Он был судьей. Говоря об отце, я в этом слове слышу не стремление судить и осуждать, а с юности привитую неколебимую веру в силу факта, в правду, в справедливость. Когда он давал чему-то нравственную оценку, видно было, что он человек своего поколения, своего времени, своей среды. Хороший человек, настоящий йоркширец, всю жизнь над собой работавший, сознающий — в основном вчуже — классовую механику: условности, отверженность низших. Социалист, потом социал-демократ, под конец жизни пришедший к квакерству. Я уважала его убеждения, я разделяю большинство из них, я его дочь. Но еще больше я уважала в нем эту тягу к точности — отвлеченную потребность, что лежит для меня в основе нравственности. В основе нравственности лежит любовь, скажете вы. Но мы были очень зажатые люди. Даже мать — с ее словесным буйством, с ее фантазиями, с неудобной откровенностью и едким неистощимым гневом, — даже мать была в этом смысле глубоко скованна. Мы не умели говорить о любви, зато о правде — о правде мы говорить умели. И в те амстердамские недели отец смотрел на происходящее с ним через призму факта. Только однажды, уже к концу, он немного пошатнулся: ожесточенно стал доказывать, что "доброкачественный" и "злокачественный" — неточные термины: "Любая опухоль злокачественная — если болит и растет за твой счет".

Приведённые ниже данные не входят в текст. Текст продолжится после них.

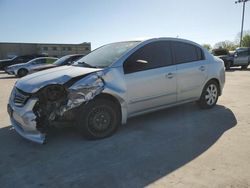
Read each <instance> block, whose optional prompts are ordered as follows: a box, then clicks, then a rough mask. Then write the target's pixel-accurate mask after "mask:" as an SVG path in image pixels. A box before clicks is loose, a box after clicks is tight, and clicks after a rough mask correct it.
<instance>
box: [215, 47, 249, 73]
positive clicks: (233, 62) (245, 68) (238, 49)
mask: <svg viewBox="0 0 250 188" xmlns="http://www.w3.org/2000/svg"><path fill="white" fill-rule="evenodd" d="M212 54H213V55H214V56H217V57H219V58H220V59H222V60H223V61H224V64H225V67H226V70H229V69H230V67H237V66H241V69H247V67H248V65H249V64H250V48H236V50H235V51H234V52H232V53H230V52H229V51H228V50H226V49H214V50H213V51H212Z"/></svg>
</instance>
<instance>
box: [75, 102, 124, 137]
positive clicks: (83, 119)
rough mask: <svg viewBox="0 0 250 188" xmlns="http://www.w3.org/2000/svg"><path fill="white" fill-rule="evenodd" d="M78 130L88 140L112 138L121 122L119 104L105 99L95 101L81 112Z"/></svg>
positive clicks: (92, 102) (90, 103)
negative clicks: (81, 133)
mask: <svg viewBox="0 0 250 188" xmlns="http://www.w3.org/2000/svg"><path fill="white" fill-rule="evenodd" d="M79 111H80V113H79V116H80V117H79V119H78V121H77V124H76V125H77V128H78V129H79V130H80V132H81V133H82V134H83V135H84V136H85V137H86V138H87V139H101V138H105V137H108V136H111V135H112V134H113V133H114V132H115V131H116V130H117V128H118V126H119V124H120V122H121V115H120V109H119V107H118V105H117V104H115V103H114V102H112V101H109V100H105V99H98V98H97V99H94V100H92V101H89V102H88V103H87V104H84V105H83V106H82V108H81V109H80V110H79Z"/></svg>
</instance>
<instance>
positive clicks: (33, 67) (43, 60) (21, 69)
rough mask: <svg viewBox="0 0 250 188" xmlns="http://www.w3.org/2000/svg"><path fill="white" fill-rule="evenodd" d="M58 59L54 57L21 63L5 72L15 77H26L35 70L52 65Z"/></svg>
mask: <svg viewBox="0 0 250 188" xmlns="http://www.w3.org/2000/svg"><path fill="white" fill-rule="evenodd" d="M57 59H58V58H54V57H39V58H35V59H32V60H30V61H28V62H27V63H20V64H17V65H11V66H8V67H7V68H6V69H5V72H7V73H8V74H11V75H15V76H18V77H23V76H26V75H27V74H29V73H31V72H32V71H33V69H37V68H39V67H41V66H44V65H46V64H52V63H53V62H55V61H56V60H57Z"/></svg>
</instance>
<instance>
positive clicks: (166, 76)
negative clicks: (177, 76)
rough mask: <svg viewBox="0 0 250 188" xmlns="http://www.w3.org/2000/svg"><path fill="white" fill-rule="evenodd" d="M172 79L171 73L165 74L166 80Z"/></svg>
mask: <svg viewBox="0 0 250 188" xmlns="http://www.w3.org/2000/svg"><path fill="white" fill-rule="evenodd" d="M173 77H174V74H173V73H172V72H170V73H168V74H166V78H168V79H171V78H173Z"/></svg>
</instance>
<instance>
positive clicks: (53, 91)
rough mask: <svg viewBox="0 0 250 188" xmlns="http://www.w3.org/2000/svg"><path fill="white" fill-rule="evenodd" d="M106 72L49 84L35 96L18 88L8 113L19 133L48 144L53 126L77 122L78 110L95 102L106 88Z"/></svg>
mask: <svg viewBox="0 0 250 188" xmlns="http://www.w3.org/2000/svg"><path fill="white" fill-rule="evenodd" d="M103 74H104V73H103V72H102V71H99V72H94V73H90V74H88V75H84V76H81V77H76V78H73V79H71V80H69V81H67V82H66V83H64V84H49V85H47V86H44V87H43V88H41V89H39V90H38V91H37V92H35V93H33V94H29V93H25V92H24V91H22V90H20V89H18V88H16V87H15V88H14V89H13V91H12V94H11V97H10V100H9V104H8V112H9V115H10V119H11V123H12V125H13V127H14V128H15V130H16V131H17V132H18V133H19V134H20V135H21V136H23V137H25V138H26V139H29V140H31V141H34V142H37V143H41V144H42V143H45V140H46V134H47V132H48V129H49V127H51V126H57V125H61V124H65V123H71V124H72V122H73V121H74V120H75V118H76V114H77V110H78V107H79V106H81V105H82V104H84V103H87V102H88V101H90V100H92V99H93V98H94V97H95V96H96V95H98V94H100V93H101V92H102V91H103V90H104V87H105V83H104V80H103V79H102V76H103Z"/></svg>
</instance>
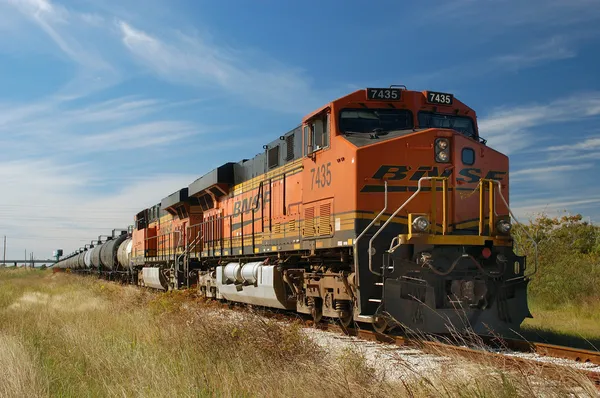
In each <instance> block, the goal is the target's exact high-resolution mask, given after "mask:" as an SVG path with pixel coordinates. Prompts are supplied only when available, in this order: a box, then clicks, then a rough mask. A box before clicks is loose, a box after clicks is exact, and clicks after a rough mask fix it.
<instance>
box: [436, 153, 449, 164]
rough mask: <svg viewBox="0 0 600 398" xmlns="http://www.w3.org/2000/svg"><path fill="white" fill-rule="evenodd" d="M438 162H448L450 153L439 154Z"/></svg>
mask: <svg viewBox="0 0 600 398" xmlns="http://www.w3.org/2000/svg"><path fill="white" fill-rule="evenodd" d="M437 161H438V162H447V161H448V152H440V153H438V154H437Z"/></svg>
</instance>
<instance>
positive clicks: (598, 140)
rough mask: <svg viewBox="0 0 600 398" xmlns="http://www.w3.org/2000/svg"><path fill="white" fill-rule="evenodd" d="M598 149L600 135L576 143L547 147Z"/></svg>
mask: <svg viewBox="0 0 600 398" xmlns="http://www.w3.org/2000/svg"><path fill="white" fill-rule="evenodd" d="M596 149H600V137H591V138H586V139H584V140H583V141H581V142H577V143H574V144H567V145H556V146H551V147H548V148H546V151H551V152H553V151H593V150H596Z"/></svg>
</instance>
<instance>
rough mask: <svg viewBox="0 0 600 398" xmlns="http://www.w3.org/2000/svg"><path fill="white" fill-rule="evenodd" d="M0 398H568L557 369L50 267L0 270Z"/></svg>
mask: <svg viewBox="0 0 600 398" xmlns="http://www.w3.org/2000/svg"><path fill="white" fill-rule="evenodd" d="M0 367H1V368H2V369H3V370H4V371H3V372H0V396H1V397H3V396H10V397H21V396H23V397H38V396H40V397H46V396H61V397H71V396H72V397H80V396H143V397H149V396H150V397H154V396H161V397H162V396H169V397H172V396H244V397H246V396H248V397H249V396H257V397H263V396H267V397H279V396H282V397H304V396H306V397H315V396H328V397H332V398H333V397H347V396H358V397H371V396H385V397H408V396H432V397H433V396H435V397H438V396H451V397H455V396H456V397H459V396H460V397H472V396H473V397H483V396H485V397H488V396H490V397H509V396H511V397H512V396H532V395H536V396H539V395H544V396H564V395H567V394H568V393H570V392H576V393H578V394H579V395H580V396H592V395H593V394H594V393H595V390H594V388H593V387H592V386H591V384H590V383H589V382H588V381H587V380H586V379H585V378H583V377H580V376H578V375H577V374H575V373H572V374H571V373H569V372H566V374H565V379H564V382H559V383H550V382H548V381H545V380H543V379H541V378H540V377H539V374H536V370H535V369H533V368H532V369H527V371H524V372H515V373H513V372H510V371H507V370H500V369H498V368H494V367H493V366H491V364H490V363H481V362H473V361H467V360H465V359H463V358H460V357H452V356H447V355H442V354H439V355H436V354H431V353H429V354H425V353H423V352H419V351H418V350H414V349H398V348H394V349H392V348H391V347H389V346H384V345H377V344H375V343H363V342H358V341H356V340H354V339H351V338H347V337H332V335H330V334H327V333H324V332H320V331H317V330H314V329H312V330H311V329H308V330H307V329H306V328H304V327H302V325H301V324H299V323H291V322H281V321H277V320H274V319H267V318H265V317H262V316H260V315H257V314H253V313H240V312H237V311H231V310H226V309H223V308H222V307H221V306H219V305H215V304H214V303H212V304H211V303H210V302H204V301H203V300H201V299H199V298H198V297H197V296H196V295H195V294H194V292H193V291H183V292H171V293H156V292H152V291H149V290H144V289H140V288H136V287H133V286H121V285H118V284H116V283H109V282H106V281H103V280H99V279H97V278H93V277H82V276H77V275H72V274H66V273H55V274H53V273H52V271H51V270H45V271H40V270H29V269H17V270H15V269H12V270H11V269H3V270H0Z"/></svg>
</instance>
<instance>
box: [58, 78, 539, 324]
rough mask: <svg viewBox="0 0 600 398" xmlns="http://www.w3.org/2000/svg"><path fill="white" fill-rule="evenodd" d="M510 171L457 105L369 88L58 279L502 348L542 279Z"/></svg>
mask: <svg viewBox="0 0 600 398" xmlns="http://www.w3.org/2000/svg"><path fill="white" fill-rule="evenodd" d="M508 170H509V161H508V157H507V156H505V155H504V154H502V153H500V152H498V151H496V150H494V149H493V148H490V147H489V146H488V145H487V142H486V140H485V139H483V138H482V137H480V136H479V131H478V127H477V117H476V113H475V111H474V110H473V109H471V108H469V107H468V106H467V105H465V104H464V103H462V102H461V101H460V100H458V99H457V98H455V97H454V95H452V94H449V93H441V92H434V91H423V92H420V91H411V90H408V89H407V88H406V87H405V86H397V85H392V86H390V87H387V88H366V89H363V90H357V91H355V92H352V93H349V94H348V95H345V96H343V97H341V98H338V99H336V100H334V101H332V102H330V103H328V104H326V105H325V106H323V107H321V108H319V109H317V110H316V111H314V112H312V113H310V114H308V115H307V116H305V117H304V118H303V119H302V121H301V124H300V125H298V126H297V127H296V128H294V129H292V130H290V131H288V132H287V133H285V134H283V135H281V136H280V137H278V138H276V139H275V140H273V141H272V142H270V143H268V144H266V145H264V146H263V151H262V152H260V153H259V154H257V155H256V156H254V157H253V158H251V159H243V160H241V161H238V162H228V163H225V164H223V165H222V166H220V167H217V168H215V169H213V170H211V171H210V172H208V173H206V174H205V175H203V176H202V177H200V178H198V179H197V180H195V181H193V182H192V183H191V184H189V186H187V187H183V188H181V189H180V190H178V191H176V192H174V193H172V194H171V195H169V196H167V197H165V198H163V199H162V200H161V201H160V202H159V203H157V204H156V205H154V206H152V207H150V208H147V209H144V210H142V211H140V212H139V213H137V214H136V215H135V216H134V219H133V225H132V226H130V227H129V229H128V230H123V231H117V230H115V231H113V232H112V234H111V235H110V236H105V237H102V236H100V237H99V238H98V239H97V240H94V241H92V242H91V243H90V244H89V245H86V247H83V248H80V250H78V251H76V252H75V253H72V254H71V255H69V256H67V257H66V258H65V259H62V260H61V261H59V262H57V263H56V265H55V267H58V268H69V269H71V270H73V271H78V272H94V273H98V274H100V275H102V276H104V277H107V278H113V279H116V278H118V279H122V280H127V281H129V282H131V283H134V284H137V285H140V286H146V287H149V288H155V289H162V290H171V289H182V288H194V289H198V290H199V292H200V293H201V294H202V295H203V296H204V297H207V298H213V299H218V300H226V301H229V302H238V303H246V304H250V305H255V306H261V307H269V308H277V309H282V310H289V311H295V312H298V313H303V314H308V315H310V316H312V318H313V319H314V320H315V321H320V320H321V319H322V318H324V317H325V318H329V319H335V320H336V321H339V322H340V323H341V324H342V325H343V326H348V325H350V324H351V323H358V324H371V325H372V327H373V328H374V329H375V330H376V331H378V332H382V333H383V332H385V331H386V330H389V329H390V328H391V327H394V326H400V327H402V328H404V329H405V330H406V331H414V332H420V333H436V334H437V333H448V332H451V331H458V332H464V331H474V332H475V333H477V334H489V333H490V332H493V333H496V334H506V333H510V331H512V330H518V329H519V327H520V324H521V323H522V321H523V320H524V319H525V318H526V317H531V314H530V312H529V309H528V303H527V285H528V283H529V281H530V278H531V275H532V274H533V273H532V272H529V271H528V270H526V259H525V257H522V256H518V255H517V254H515V251H514V250H513V240H512V238H511V215H512V213H511V211H510V208H509V200H508V196H509V173H508ZM513 220H514V215H513Z"/></svg>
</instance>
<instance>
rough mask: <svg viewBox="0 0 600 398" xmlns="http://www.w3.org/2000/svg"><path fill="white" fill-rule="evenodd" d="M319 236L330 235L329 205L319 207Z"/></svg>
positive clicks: (318, 233) (320, 205) (330, 216)
mask: <svg viewBox="0 0 600 398" xmlns="http://www.w3.org/2000/svg"><path fill="white" fill-rule="evenodd" d="M318 234H319V236H323V235H331V203H323V204H322V205H320V206H319V230H318Z"/></svg>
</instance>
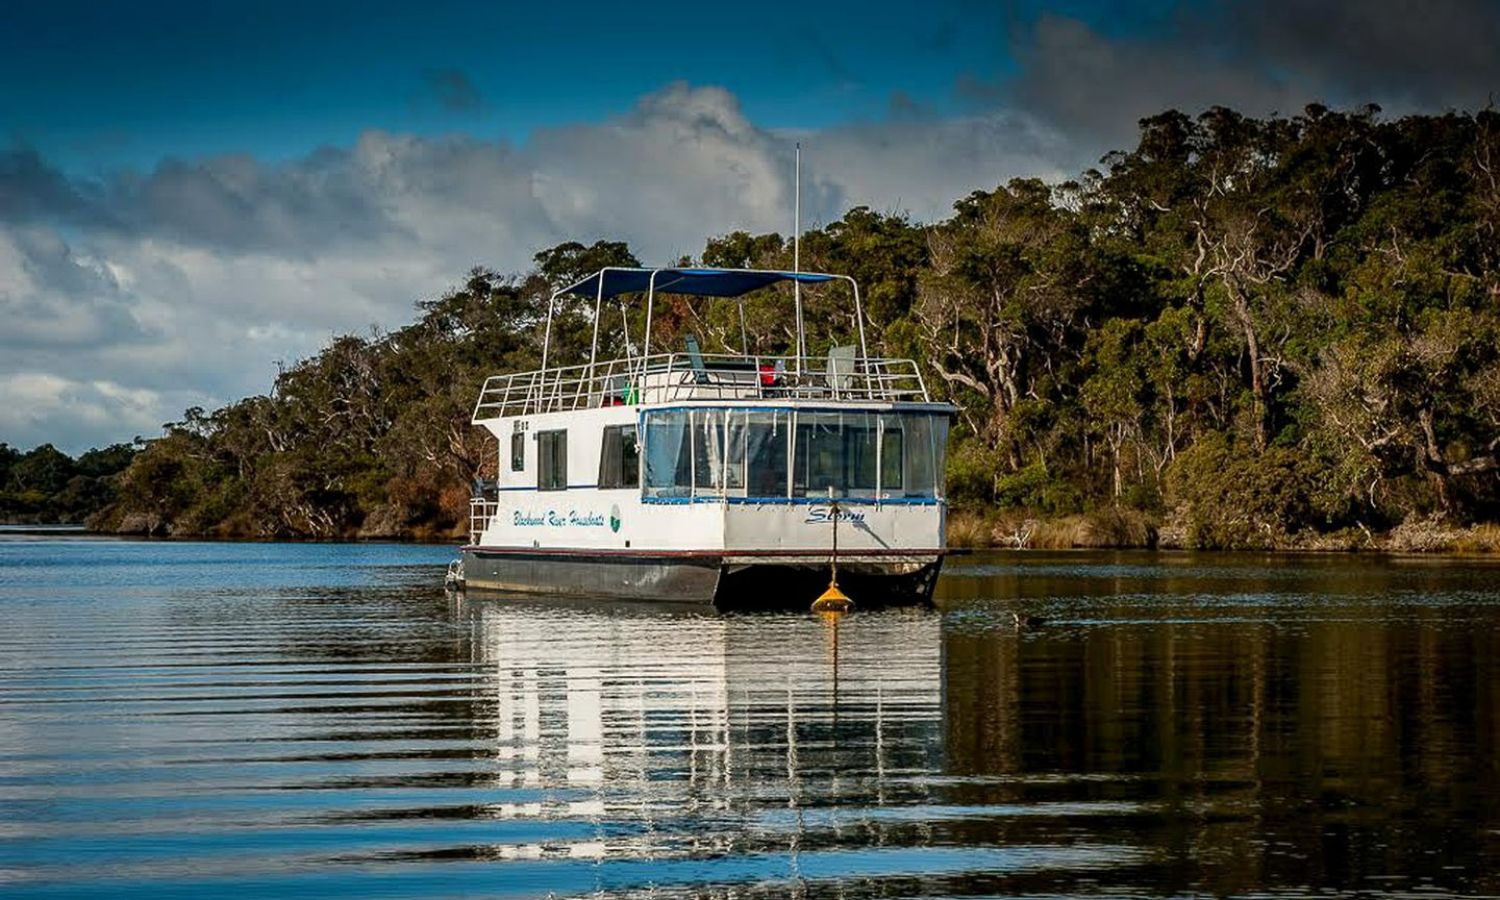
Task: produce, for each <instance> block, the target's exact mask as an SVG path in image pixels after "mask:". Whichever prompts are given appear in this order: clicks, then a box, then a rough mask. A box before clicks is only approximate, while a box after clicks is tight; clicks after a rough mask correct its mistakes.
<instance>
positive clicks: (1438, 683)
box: [944, 598, 1500, 892]
mask: <svg viewBox="0 0 1500 900" xmlns="http://www.w3.org/2000/svg"><path fill="white" fill-rule="evenodd" d="M1323 603H1331V601H1329V598H1323ZM1101 604H1103V606H1101V607H1100V609H1091V613H1095V615H1104V616H1107V615H1110V601H1107V600H1101ZM1140 612H1142V610H1140V607H1133V609H1131V610H1130V612H1128V613H1125V615H1124V616H1125V618H1128V616H1130V615H1134V616H1140ZM1152 615H1160V616H1161V618H1164V619H1170V618H1173V616H1175V615H1181V616H1182V618H1185V619H1188V621H1181V622H1173V621H1163V622H1157V621H1151V622H1142V624H1121V625H1110V627H1091V628H1082V630H1062V628H1059V630H1044V631H1041V633H1035V631H1034V633H1026V631H1020V633H1017V631H1011V630H971V631H966V630H962V628H948V630H947V631H945V634H944V658H945V663H944V729H945V747H947V766H948V774H950V775H956V777H957V778H956V781H957V783H959V784H962V787H960V789H959V790H962V793H963V798H965V802H992V804H993V802H1023V804H1037V802H1047V801H1065V802H1083V804H1104V802H1124V804H1127V805H1124V807H1122V814H1121V816H1119V819H1118V820H1112V819H1109V817H1101V819H1092V820H1091V822H1092V826H1091V834H1092V837H1094V838H1095V840H1109V838H1110V837H1112V835H1115V837H1118V838H1119V840H1121V841H1122V843H1143V844H1146V846H1154V847H1158V849H1160V850H1163V852H1164V853H1166V856H1164V859H1163V862H1161V865H1163V871H1161V873H1160V874H1158V876H1155V877H1154V879H1152V882H1151V883H1152V888H1154V889H1185V888H1197V889H1211V891H1215V892H1223V891H1244V889H1248V888H1257V886H1275V885H1284V886H1290V885H1323V886H1334V888H1380V889H1388V888H1391V886H1400V885H1413V883H1436V885H1440V886H1448V888H1467V889H1476V888H1482V889H1490V891H1494V889H1496V888H1497V886H1500V882H1497V880H1494V876H1491V874H1485V873H1482V871H1478V870H1476V867H1475V862H1476V861H1481V859H1491V858H1496V852H1497V850H1500V838H1497V834H1500V832H1497V825H1500V771H1497V766H1496V763H1494V759H1496V750H1497V748H1500V745H1497V744H1500V741H1497V738H1500V691H1497V688H1496V682H1497V681H1496V679H1497V676H1500V672H1497V664H1496V661H1494V660H1496V654H1497V651H1500V637H1497V634H1496V630H1494V624H1496V621H1494V616H1493V615H1490V613H1485V615H1484V616H1482V618H1481V621H1479V622H1476V624H1478V625H1479V627H1463V625H1455V624H1452V619H1451V618H1449V619H1448V621H1445V616H1446V615H1448V613H1446V610H1439V609H1427V610H1424V612H1421V613H1416V615H1413V613H1412V612H1410V610H1407V612H1406V613H1404V615H1406V616H1407V618H1415V619H1416V621H1382V619H1380V613H1379V612H1373V610H1371V609H1370V607H1368V606H1361V607H1352V606H1349V604H1341V603H1337V601H1332V603H1331V604H1328V606H1322V607H1319V609H1317V613H1316V615H1317V618H1316V621H1308V622H1299V621H1289V622H1281V624H1269V622H1265V621H1245V619H1248V618H1250V616H1244V618H1241V619H1239V621H1235V618H1233V616H1229V615H1227V613H1226V616H1227V618H1229V621H1214V619H1212V618H1203V610H1202V609H1199V610H1197V612H1196V613H1194V612H1191V610H1188V609H1187V607H1175V609H1170V610H1167V609H1161V610H1152ZM1190 616H1193V618H1197V621H1191V618H1190ZM1257 618H1262V616H1257ZM978 777H990V778H992V780H990V781H984V780H980V778H978ZM1059 828H1061V825H1059V822H1058V820H1056V819H1046V817H1043V819H1016V820H1011V822H1008V823H1007V825H1005V829H1004V834H1005V838H1007V840H1029V841H1035V840H1044V838H1047V837H1056V835H1058V832H1059ZM1371 876H1395V877H1397V882H1379V880H1367V879H1368V877H1371Z"/></svg>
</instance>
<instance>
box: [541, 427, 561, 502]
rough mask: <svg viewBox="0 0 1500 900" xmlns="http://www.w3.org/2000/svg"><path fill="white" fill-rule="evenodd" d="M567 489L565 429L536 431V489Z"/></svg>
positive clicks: (542, 489) (557, 489)
mask: <svg viewBox="0 0 1500 900" xmlns="http://www.w3.org/2000/svg"><path fill="white" fill-rule="evenodd" d="M564 489H567V431H562V429H558V431H544V432H537V490H564Z"/></svg>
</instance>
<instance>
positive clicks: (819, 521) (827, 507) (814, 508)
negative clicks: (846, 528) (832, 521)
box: [802, 507, 864, 525]
mask: <svg viewBox="0 0 1500 900" xmlns="http://www.w3.org/2000/svg"><path fill="white" fill-rule="evenodd" d="M832 520H834V510H832V508H831V507H810V508H808V510H807V517H805V519H802V525H826V523H829V522H832ZM838 520H840V522H849V523H850V525H864V513H852V511H849V510H838Z"/></svg>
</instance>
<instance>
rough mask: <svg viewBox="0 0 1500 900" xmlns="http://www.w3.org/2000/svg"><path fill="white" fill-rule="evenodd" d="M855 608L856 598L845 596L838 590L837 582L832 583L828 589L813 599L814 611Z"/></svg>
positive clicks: (828, 611)
mask: <svg viewBox="0 0 1500 900" xmlns="http://www.w3.org/2000/svg"><path fill="white" fill-rule="evenodd" d="M850 609H853V600H850V598H849V597H846V595H844V592H843V591H840V589H838V585H837V583H832V582H831V583H829V585H828V589H826V591H823V592H822V595H819V597H817V600H813V612H849V610H850Z"/></svg>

Он понимал, что подтасовывает, и глаза его говорили, что это все пустое. Дед умер от рака простаты — опять-таки если верить матери. Во время этого неожиданного экскурса в семантику отец сказал, как само собой разумеющееся (я об этом не знала), что, когда несколько лет назад ему самому "вырезали ту опухоль" из простаты, в эпикризе было сказано: "доброкачественная". "А что, собственно, значит доброкачественная?" — спросил он, запутывая себя сознательно и хитро, поглядывая на меня: верю ли. Это было уже в Лондоне. Думаю, ему сказали, сколько ему оставалось. Всего-то три недели, но я была убеждена, да и он вполне мог думать, что впереди еще много, несколько месяцев, может, год. Запутывая нас обоих, он оберегал и меня. Он много думал о том, как умер его отец. Однажды он сказал мне — сейчас я почти уверена, что именно он, а не мать, — что дед перед смертью очень страдал. Но умер отец не от рака простаты и даже, сколько мы можем судить, не от агрессивной лимфомы, о которой никто не догадывался. Ее выявили голландские врачи, когда он попал к ним в кардиоблок, — рухнул в аэропорту Скипхол с приступом ишемии, о которой ему было прекрасно известно. Болями, как дед, он не мучился.